Certas coisas podemos mudar, outras não;
Em todo destino há algo a aprender.
Não esqueças: existe um Sumo Bem
Cujo Amor pode vencer a Fatalidade.
A razão é que o som mais profundo do Ser
Vem da harpa da pura Felicidade.
Liberdade
Sentes que o mundo terreno é triste,
Mas tal tristeza chorar não devias;
Não digas que é mau o mundo que existe…
Pois a toda sombra a hora final soa
E é infinda a alegria oculta nas coisas;
A vida é às vezes dura, mas a alma voa.
Contempla a dupla face da existência:
De um lado está o ferro, mas do outro o ouro vive.
Devias ver a felicidade que é tua essência,
E então saberias: Deus a fez pura e livre.
Omega
Da Infinitude dar uma imagem finita:
Em toda poesia esta intenção habita.
Toda obra humana a um limite final se inclina;
Seu arquétipo, no Céu, nunca termina.
Da Arte e da Beleza, qual a razão?
Mostrar o rumo do mais fundo Coração.
O canto de um pássaro do Céu surgia;
O mundo fora um sonho; era eu a melodia.
Símbolo
O Símbolo devias trazer em teu peito
E no Símbolo devias sempre morar;
Ele é um tesouro, e um abrigo,
E uma arma, e um barco a nos salvar.
Ele é uma Graça divina que nos dá vida;
Em tal Graça, não te podes perder.
E saiba, tu também és o Símbolo e
O Sinal de Deus, ou não pod’rias ser.
Ápice
Qual foi o maior instante em nossa vida?
Qual a maior felicidade, em que evento?
Terá sido um dia de glória, ou de amor?
Quando com gente santa passamos um momento?

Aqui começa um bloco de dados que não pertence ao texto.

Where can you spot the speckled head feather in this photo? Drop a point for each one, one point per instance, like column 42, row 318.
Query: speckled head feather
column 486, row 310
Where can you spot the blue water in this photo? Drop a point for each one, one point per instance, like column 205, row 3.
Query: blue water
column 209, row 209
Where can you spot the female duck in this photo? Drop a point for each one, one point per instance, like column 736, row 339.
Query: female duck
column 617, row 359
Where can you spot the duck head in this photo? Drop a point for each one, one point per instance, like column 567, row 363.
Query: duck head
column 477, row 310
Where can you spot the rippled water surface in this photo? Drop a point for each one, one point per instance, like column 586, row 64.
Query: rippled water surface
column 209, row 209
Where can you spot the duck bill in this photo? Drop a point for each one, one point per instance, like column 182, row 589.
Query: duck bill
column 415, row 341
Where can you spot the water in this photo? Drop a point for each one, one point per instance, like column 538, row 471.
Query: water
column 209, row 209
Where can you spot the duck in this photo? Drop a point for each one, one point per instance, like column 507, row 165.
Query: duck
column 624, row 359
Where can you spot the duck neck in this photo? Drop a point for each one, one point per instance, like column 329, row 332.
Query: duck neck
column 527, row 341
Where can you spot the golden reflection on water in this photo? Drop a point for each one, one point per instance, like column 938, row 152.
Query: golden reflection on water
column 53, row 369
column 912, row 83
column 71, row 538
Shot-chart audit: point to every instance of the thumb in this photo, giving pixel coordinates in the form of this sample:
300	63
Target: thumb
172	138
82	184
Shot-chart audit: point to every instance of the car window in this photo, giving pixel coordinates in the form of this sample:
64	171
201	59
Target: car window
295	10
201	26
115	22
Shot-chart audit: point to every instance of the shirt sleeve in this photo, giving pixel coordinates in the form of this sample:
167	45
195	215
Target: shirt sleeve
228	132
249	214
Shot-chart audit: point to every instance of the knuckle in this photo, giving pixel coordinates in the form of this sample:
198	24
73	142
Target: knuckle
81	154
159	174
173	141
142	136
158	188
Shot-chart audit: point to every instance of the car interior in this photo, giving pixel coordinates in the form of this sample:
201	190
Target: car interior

Deve ter sido o dia em que encontramos Deus.
Ele entrou no tempo, não se sabe como. Mas, ora,
O tempo está sempre aí, e Deus é perto.
E assim, o ápice de nossa vida é agora.
Esses belíssimos versos vêm mostrar que a poesia encontra-se nesta fase de abandono e esquecimento porque, em nossos dias, perdeu o sentido profundo do qual, mais do que qualquer outra arte, ela é a manifestação.